それには、「物的瑕疵」と「法的制約」があります。時間がかかりますが、効果的な手法です。「物的瑕疵」は、周辺環境を含め、丁寧に調査します。間口、幅員、不整形、勾配、土壌汚染、高圧線、騒音、悪臭、墓地、水路、遺跡など。 「法的制約」は法務局、市役所(歳計画課、建築課)、町内会を調査します。 いわゆる、調整区域、広大地、セットバック、計画道路などです。ここでは、都市計画法や建築基準法の知識が必修です。
「動的手段」は、財産や権利に対し、何らかの動きを加えていく手法です。これには「権利の変態」、「帰属先の変態」、「資産の移転」、「資産の組み換え」、「国際的手法」などがあります。
「権利の変態」とは、借地権の設定、信託所有権、種類株式など、資産自体の性格を変えてしまうことをいいます。

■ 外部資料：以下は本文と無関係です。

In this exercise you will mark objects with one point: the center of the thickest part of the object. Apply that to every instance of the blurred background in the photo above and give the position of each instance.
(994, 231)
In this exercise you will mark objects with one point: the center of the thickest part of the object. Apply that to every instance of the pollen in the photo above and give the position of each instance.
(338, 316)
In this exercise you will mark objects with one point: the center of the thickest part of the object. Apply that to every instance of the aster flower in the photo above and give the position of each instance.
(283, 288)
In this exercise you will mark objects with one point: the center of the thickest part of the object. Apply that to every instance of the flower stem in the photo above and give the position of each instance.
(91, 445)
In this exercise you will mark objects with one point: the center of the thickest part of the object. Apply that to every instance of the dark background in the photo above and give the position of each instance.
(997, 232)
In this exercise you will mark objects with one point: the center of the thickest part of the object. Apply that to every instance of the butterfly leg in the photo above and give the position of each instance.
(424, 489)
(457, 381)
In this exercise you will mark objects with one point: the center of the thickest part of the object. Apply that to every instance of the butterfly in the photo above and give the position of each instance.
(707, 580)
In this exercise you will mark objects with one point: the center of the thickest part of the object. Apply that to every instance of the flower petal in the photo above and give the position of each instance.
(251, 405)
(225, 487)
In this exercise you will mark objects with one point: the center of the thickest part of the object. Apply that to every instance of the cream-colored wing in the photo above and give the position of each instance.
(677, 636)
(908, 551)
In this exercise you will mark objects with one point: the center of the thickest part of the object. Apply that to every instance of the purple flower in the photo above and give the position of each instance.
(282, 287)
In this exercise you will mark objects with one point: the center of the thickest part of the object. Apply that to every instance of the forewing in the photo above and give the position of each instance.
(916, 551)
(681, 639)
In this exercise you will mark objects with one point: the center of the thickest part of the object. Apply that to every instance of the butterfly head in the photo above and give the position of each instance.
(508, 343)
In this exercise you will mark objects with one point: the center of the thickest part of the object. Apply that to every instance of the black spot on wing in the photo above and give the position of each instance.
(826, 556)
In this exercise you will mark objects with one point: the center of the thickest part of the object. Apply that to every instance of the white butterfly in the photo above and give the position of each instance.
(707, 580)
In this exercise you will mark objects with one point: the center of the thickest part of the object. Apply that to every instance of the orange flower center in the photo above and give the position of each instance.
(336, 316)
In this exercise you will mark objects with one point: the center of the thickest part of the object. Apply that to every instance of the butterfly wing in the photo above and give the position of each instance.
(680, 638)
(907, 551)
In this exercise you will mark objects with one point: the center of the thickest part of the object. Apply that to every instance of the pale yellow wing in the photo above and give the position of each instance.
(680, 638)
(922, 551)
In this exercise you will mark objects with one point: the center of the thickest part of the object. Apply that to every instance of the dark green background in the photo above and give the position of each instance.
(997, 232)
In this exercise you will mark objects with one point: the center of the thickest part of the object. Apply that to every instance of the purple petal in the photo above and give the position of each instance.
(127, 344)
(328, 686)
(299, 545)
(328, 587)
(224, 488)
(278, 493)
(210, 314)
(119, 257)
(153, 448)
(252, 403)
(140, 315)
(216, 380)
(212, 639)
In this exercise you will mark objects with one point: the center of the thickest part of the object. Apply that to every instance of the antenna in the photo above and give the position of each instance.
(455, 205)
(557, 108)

「帰属先の変態」とは、株式会社、宗教法人、一般社団法人など、資産の帰属先を、特殊な形態に変えてしまうことです。
「資産の移転」とは、相続以外の方法で、資産を異動させてしまうことです。それには、売買、交換、贈与、信託などがあります。売買や交換は、相続財産から外れます。

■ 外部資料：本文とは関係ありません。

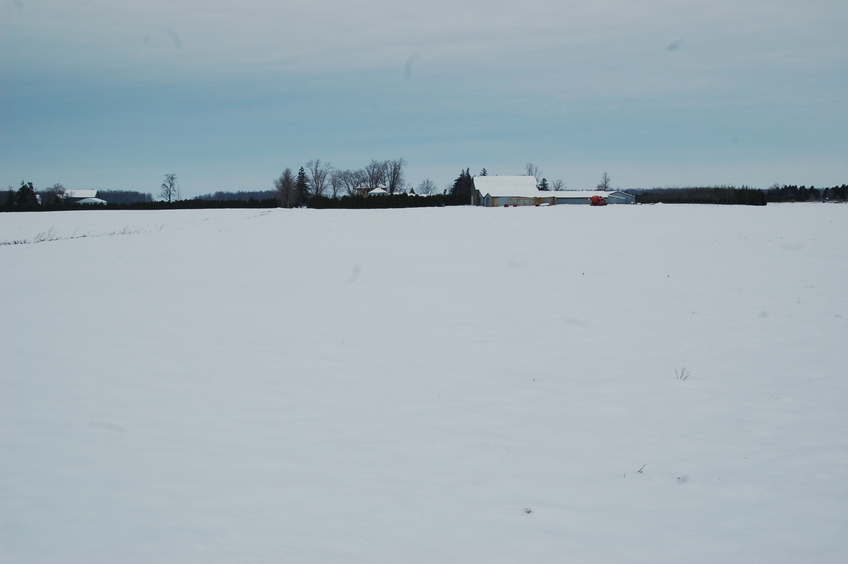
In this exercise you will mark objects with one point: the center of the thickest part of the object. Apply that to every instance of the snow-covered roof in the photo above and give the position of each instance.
(506, 185)
(80, 193)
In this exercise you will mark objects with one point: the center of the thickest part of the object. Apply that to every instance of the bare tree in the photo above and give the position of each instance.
(533, 170)
(170, 190)
(604, 184)
(336, 182)
(286, 193)
(317, 173)
(375, 174)
(427, 187)
(349, 180)
(394, 175)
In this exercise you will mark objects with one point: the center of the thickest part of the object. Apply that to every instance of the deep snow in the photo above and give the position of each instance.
(431, 385)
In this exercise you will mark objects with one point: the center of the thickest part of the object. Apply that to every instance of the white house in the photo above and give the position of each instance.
(82, 197)
(497, 191)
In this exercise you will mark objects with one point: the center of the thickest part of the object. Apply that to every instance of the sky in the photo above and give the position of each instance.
(99, 94)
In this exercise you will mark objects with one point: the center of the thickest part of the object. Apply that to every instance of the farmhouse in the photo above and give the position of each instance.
(82, 197)
(497, 191)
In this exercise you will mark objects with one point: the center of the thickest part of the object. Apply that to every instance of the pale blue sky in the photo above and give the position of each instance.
(105, 95)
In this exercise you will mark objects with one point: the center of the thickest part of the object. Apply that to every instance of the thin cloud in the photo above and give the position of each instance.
(407, 67)
(178, 43)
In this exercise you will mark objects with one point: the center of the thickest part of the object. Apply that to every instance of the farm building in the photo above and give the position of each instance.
(82, 197)
(498, 191)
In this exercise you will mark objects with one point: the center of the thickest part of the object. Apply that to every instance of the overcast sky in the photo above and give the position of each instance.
(114, 95)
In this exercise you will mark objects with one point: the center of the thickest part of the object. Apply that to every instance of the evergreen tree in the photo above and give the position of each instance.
(301, 187)
(25, 198)
(463, 187)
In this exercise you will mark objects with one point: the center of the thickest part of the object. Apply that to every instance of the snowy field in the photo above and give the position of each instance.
(425, 385)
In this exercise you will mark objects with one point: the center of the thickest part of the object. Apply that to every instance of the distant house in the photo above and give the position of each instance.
(498, 191)
(82, 197)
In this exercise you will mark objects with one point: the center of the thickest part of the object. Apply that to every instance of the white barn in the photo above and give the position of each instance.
(498, 191)
(82, 197)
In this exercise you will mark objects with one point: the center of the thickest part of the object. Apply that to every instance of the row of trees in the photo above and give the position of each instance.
(792, 193)
(319, 179)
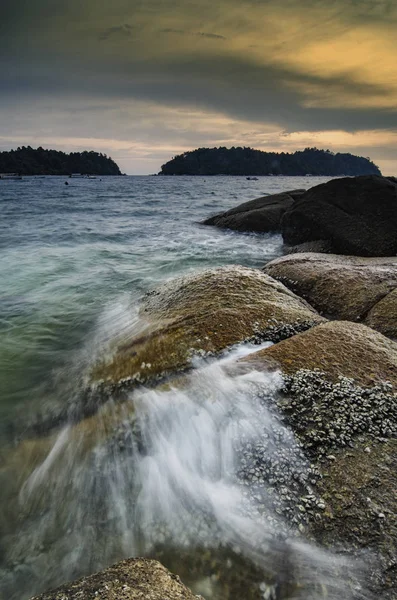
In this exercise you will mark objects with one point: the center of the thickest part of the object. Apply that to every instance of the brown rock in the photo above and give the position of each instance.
(133, 579)
(383, 316)
(205, 313)
(338, 348)
(343, 287)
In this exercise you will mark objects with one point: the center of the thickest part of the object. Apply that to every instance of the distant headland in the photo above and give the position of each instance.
(30, 161)
(246, 161)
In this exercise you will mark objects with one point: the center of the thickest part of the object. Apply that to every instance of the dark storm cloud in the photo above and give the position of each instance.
(119, 30)
(302, 65)
(211, 36)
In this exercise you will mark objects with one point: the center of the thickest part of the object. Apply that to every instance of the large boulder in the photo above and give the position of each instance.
(343, 287)
(132, 579)
(337, 400)
(200, 315)
(337, 348)
(357, 215)
(261, 214)
(383, 316)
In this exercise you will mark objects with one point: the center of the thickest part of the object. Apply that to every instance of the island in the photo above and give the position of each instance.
(247, 161)
(39, 161)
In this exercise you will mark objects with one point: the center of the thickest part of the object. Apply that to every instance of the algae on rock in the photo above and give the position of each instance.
(203, 315)
(132, 579)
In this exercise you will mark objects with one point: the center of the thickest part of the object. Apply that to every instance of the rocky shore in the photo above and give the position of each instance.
(331, 319)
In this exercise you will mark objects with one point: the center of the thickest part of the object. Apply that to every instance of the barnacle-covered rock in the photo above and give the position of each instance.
(131, 579)
(343, 287)
(201, 315)
(337, 348)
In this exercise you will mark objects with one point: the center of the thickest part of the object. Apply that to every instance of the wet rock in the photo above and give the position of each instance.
(202, 315)
(337, 348)
(349, 433)
(132, 579)
(383, 316)
(261, 214)
(343, 287)
(323, 246)
(357, 215)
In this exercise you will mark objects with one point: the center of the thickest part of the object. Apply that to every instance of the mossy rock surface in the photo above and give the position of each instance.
(342, 287)
(204, 314)
(358, 487)
(337, 348)
(133, 579)
(383, 316)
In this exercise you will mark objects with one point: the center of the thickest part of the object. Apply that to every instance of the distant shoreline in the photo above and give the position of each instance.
(247, 162)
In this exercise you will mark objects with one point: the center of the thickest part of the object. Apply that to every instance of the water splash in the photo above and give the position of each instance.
(201, 465)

贈与は、税法と民法に巻き戻しの規定があります。「資産の組み換え」や「国際的手法」は別の機会に譲ります。
11. 専門家の理想像
相続全般を見渡しながら、相続の総合設計を策定し、それに順応した税金対策が打てる税理士が、優秀な相続の専門家です。単に税金の知識を押し出してくる税理士は、優秀なテクノクラートではあっても、「ゼネラルマネージャー」ではありません。
どんなプロジェクトでも、成功の鍵を握るのは、「ゼネラルマネージャー」の存在です。
そして、その要素をまとめると、
① 相続全般の幅広い知識と経験(相続の総合設計ができる)
② 各種のテクノクラートを見分ける技能(鑑定士、測量士、弁護士等)
③ 住宅業者の専属税理士でないこと⇒結果は住宅を建てましょう。
さらに、「事業収益の向上を図れる技能」、そして、「大型不動産の所有者」であれば、完璧です。後者はご相談の悩みをわが身をもって、分かっているからです。専門家の一部、特に税理士には事業承継対策を、相続税対策と混同している人が多いのです。
しかし、両者は目的は異なります。たしかに、手段において、重なる部分も多いが、目的をしっかり区別して業務に当たらないと事業承継の本質を見失う恐れがあります。
以上が、事業承継と相続に関する考え方となります。